Importantly, all of our neural networks rely on a feed-forward architecture with two layers. The hidden and output layers comprise two sigmoid neurons and two softmax neurons, respectively. Importantly, the hyperparameters in the models were manually tuned using a trial-and-error approach, where the outcomes of each trial were analyzed and used to iteratively refine the hyperparameters in order to maximize model performance. While this method has proven effective in identifying optimal configurations, it can also be time-consuming^38–40^. Cross-entropy was selected as the training cost^41–43^, and the scaled conjugate gradient back-propagation method was used as optimizer^44,45^.
Methodology
Similar techniques employing machine learning tools have been utilized to facilitate the monitoring of high-risk COVID-19 patients. Chenxi Sun^46^ offers a model employing a time-aware long short-term memory (T-LSTM) neural network, utilizing a database of patient blood samples gathered over a 5-week duration. The database comprises 80 features, of which 40 are biomarkers, including Lymph, LDH, hs-CRP, Indirect Bilirubin, and Creatinine. Mohammad M. Banoei^47^ employs a mortality prediction model for high-risk patients utilizing a statistically inspired modification of the partial least squares (SIMPLS) model, applied to a dataset of 250 parameters related to patients’ demographics, clinical factors, and comorbidities.

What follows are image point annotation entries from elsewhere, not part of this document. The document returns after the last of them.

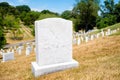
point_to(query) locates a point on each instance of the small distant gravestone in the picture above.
(79, 41)
(28, 50)
(8, 56)
(19, 50)
(86, 38)
(53, 37)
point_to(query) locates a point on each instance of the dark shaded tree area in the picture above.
(87, 14)
(11, 18)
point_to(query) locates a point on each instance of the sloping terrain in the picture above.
(98, 60)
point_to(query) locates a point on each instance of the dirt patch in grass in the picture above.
(98, 60)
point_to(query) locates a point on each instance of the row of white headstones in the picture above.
(78, 38)
(8, 54)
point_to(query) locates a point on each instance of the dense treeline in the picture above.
(13, 17)
(87, 14)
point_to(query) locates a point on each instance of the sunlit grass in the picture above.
(98, 60)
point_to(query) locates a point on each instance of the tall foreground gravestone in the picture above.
(53, 37)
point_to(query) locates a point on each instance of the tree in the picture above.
(109, 14)
(117, 12)
(23, 8)
(86, 12)
(66, 14)
(12, 24)
(30, 17)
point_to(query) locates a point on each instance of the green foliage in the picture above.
(31, 17)
(47, 15)
(23, 8)
(33, 29)
(117, 12)
(12, 24)
(104, 22)
(66, 14)
(2, 37)
(86, 14)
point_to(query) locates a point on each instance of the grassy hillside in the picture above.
(26, 35)
(98, 60)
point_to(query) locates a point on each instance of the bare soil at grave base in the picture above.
(98, 60)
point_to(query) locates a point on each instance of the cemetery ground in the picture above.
(98, 60)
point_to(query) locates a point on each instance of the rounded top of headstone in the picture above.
(53, 20)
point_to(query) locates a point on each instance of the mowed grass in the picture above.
(98, 60)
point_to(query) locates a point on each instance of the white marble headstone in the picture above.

Jun Wang^48^ utilizes a model based on a 3D convolutional neural network to forecast the recovery duration of COVID-19 patients. The model is supplied with a database including 2,530 patient records that include computed tomography scans, treatment plans, clinical factors, sociodemographic information, and patient symptoms. The referenced approaches are significantly reliant on the resources accessible for the specific study region and their inherent characteristics, complicating direct comparisons among them.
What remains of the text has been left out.